Gonzalez Fletcher said leaving DACA to Congress is a tough task considering Congress hasn’t been able to pass anything under the Trump administration. But she said it’s still important to let congress know the importance of DACA.

“We are going to press Congress, we are going to put together a plan now how we as assembly members can reach out to different Republican Congress members,” she said.

“Bring them real life DREAMers to see in person to see what they are doing to these folks if they don’t vote to establish a DREAM Act and we are going to continue to fight. We are going to be vocal, we are going to protect every student that we can, every dreamer that we can, everybody who’s here and has been doing nothing wrong and just want to make good in the only country that they’ve only known as home.”

At the local level, National City Mayor Ron Morrison submitted a letter to a Congregational Delegation early Tuesday morning asking they formalize the DACA program into legislation.

Morrison called the ending of DACA “inhumane” and said Congress should not wait a full six months to find a new solution, one he said should include a path to citizenship.

“They need to come up with some legislation, look at the things within DACA that work, and things that don’t,” Morrison said. “These (DACA) individuals have been here all their life. They are U.S. Citizens as far as from a standpoint. They are American as you can get.”

At Southwestern College, President Kindred Murillo said she does not want students to worry about the college providing personal information to an agency without permission of the student or court order. She said the college will stick by their  student privacy laws.

Murillo said she does not know how many DACA students attend SWC.

She said the college is looking for guidance from the California State Community College Chancellor’s office in how to move forward without DACA.

“We are doing everything we can to help our students,” she said. “We want to make sure when our students are at SWC that they feel wanted here and they know we are going to support them.”

Immigration attorney Ginger Jacobs said despite the news of DACA’s demise, DACA participants “should not panic” because the program is not automatically disappearing in six-months. She said people who have work permits that are valid for longer than a six month period will be able to keep their work permits and continue to be in DACA status and continue to work legally.

Jacobs said for those people whose status will expire in six months they should plan for renewal.

“They should also focus on advocating for a legislative solution,” she said.

“Right now, the President has thrown the solution to congress and congress needs to act.

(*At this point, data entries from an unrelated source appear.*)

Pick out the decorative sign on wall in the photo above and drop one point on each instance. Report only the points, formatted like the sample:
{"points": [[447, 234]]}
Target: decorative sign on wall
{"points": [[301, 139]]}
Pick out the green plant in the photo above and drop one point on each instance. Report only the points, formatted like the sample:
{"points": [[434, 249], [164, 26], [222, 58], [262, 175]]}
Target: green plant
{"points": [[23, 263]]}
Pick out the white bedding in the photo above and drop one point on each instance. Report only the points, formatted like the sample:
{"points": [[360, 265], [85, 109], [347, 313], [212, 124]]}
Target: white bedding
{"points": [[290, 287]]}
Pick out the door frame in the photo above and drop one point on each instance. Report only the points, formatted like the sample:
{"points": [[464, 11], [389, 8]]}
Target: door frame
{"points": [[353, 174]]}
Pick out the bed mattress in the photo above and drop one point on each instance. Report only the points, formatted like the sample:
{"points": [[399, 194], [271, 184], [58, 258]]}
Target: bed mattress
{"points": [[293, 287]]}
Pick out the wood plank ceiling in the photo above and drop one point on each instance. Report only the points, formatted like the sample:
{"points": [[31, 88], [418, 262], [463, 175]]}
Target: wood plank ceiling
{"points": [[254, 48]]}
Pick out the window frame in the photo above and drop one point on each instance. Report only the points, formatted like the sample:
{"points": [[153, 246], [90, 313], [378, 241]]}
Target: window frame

And we need all of our young people and all of our community members speaking out and calling their senators and calling their congress people to advocate for the DREAM Act so that we can resolve this situation within the next six months legislatively and that people won’t end up falling through the cracks.”

Jacobs said most DACA recipients don’t have a pathway for citizenship and about 20 percent of them may be eligible for another form of immigration release.

The termination of DACA comes on the heels of a lawsuit filed by several states to end the policy, calling the program unlawful.  Attorneys General in 10 states were willing to drop the suit if Trump took action before Tuesday’s deadline.
With the recinding of the immigration policy it looks like Trump may have new lawsuits on his hands as Attorneys Generals in Washington state and New York have already threatened legal action to keep DACA alive.

According to U.S. Citizenship and Immigration Services about 1.4 million DACA requests were accepted since program’s inception in June 2012.

The Department of Homeland Security noted that existing DACA participants whose eligibility expire between now and March 5 to apply for renewal. Each renewal case will be looked at on a case-by-case basis.